Abstract

Bone metastasis is a common event and a major cause of morbidity in prostate cancer patients. After colonization of bone, prostate cells induce an osteoblastic reaction which is not associated with marrow fibrosis (i.e., osteoblast but not fibroblast proliferation). In the present study we test the hypothesis that the tumoral prostatic cell line (PC-3) secretes factors that block the osteoblast differentiation process, resulting in an increase of the relative size of the proliferative cell pool. Our results, using fetal rat calvaria cells in culture, show that conditioned medium from PC-3 cells (PC-3 CM) stimulates osteoblast proliferation and inhibits both alkaline phosphatase (AP) activity (an early differentiation marker) and the mineralization process, measured as calcium accumulation (late differentiation marker).

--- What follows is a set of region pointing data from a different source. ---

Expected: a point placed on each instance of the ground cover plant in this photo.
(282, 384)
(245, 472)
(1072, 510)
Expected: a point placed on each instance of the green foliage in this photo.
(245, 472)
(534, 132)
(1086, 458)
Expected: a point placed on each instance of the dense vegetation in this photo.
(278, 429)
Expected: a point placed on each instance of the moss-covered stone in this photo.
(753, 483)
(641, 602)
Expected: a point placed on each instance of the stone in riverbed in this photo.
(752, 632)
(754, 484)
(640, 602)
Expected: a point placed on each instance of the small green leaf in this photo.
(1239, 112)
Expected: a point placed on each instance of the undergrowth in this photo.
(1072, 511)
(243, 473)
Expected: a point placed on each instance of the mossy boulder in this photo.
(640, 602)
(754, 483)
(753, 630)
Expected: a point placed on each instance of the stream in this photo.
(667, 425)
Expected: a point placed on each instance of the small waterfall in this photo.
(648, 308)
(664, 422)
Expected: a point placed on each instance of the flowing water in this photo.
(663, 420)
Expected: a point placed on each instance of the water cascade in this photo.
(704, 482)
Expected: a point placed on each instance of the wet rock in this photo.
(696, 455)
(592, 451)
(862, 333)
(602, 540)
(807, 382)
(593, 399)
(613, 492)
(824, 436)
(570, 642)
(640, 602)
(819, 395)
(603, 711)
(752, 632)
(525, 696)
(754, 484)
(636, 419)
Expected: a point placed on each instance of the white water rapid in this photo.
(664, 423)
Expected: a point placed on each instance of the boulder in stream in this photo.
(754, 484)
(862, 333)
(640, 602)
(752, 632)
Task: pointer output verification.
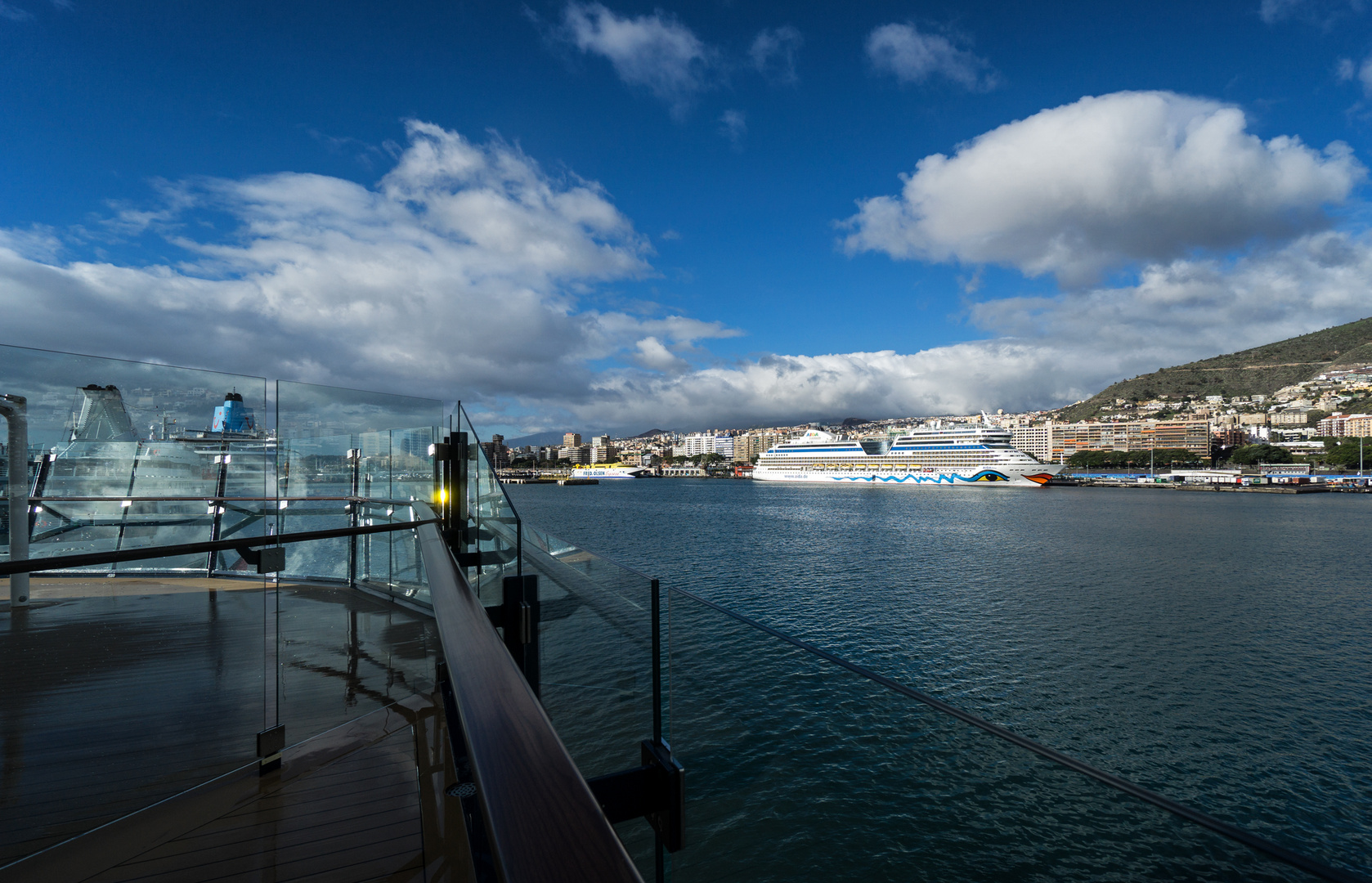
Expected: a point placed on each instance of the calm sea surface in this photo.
(1216, 648)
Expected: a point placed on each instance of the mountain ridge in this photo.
(1258, 370)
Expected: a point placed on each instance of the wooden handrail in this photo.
(540, 819)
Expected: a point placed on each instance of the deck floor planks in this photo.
(325, 823)
(92, 735)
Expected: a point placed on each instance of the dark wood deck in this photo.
(131, 709)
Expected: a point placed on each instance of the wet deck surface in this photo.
(121, 693)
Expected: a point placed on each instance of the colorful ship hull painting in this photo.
(962, 455)
(609, 471)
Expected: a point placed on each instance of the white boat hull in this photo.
(987, 476)
(609, 473)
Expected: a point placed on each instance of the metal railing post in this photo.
(354, 514)
(16, 410)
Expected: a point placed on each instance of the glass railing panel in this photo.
(596, 662)
(103, 433)
(315, 482)
(340, 443)
(801, 769)
(396, 468)
(493, 520)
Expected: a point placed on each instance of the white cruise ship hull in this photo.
(917, 476)
(963, 455)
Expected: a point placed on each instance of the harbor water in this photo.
(1214, 648)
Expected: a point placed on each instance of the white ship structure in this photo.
(973, 455)
(611, 471)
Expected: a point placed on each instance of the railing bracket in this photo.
(655, 791)
(268, 560)
(271, 743)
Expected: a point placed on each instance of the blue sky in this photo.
(685, 216)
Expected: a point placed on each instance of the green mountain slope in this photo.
(1261, 370)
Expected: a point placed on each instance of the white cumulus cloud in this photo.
(1043, 352)
(733, 125)
(912, 56)
(1103, 182)
(459, 275)
(773, 52)
(655, 52)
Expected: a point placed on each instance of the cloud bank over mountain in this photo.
(469, 271)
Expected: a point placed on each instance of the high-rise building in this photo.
(578, 454)
(752, 445)
(497, 453)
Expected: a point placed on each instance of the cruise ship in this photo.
(967, 454)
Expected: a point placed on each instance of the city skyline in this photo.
(621, 216)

The inhibition of the expression of AP and mineralization depends on the presence of PC-3 CM during the proliferative phase of culture and suggests that both processes occur in a nonsimultaneous fashion. The inhibitory effect of PC-3 CM was not reverted by dexamethasone, which would indicate that prostatic-derived factors and the glucocorticoid do not share a common site of action. Measurement of the proliferative capacity of subcultures from control and treated cells demonstrates that PC-3 CM treatment induces the maintenance of the proliferative potential that characterizes undifferentiated precursor cells.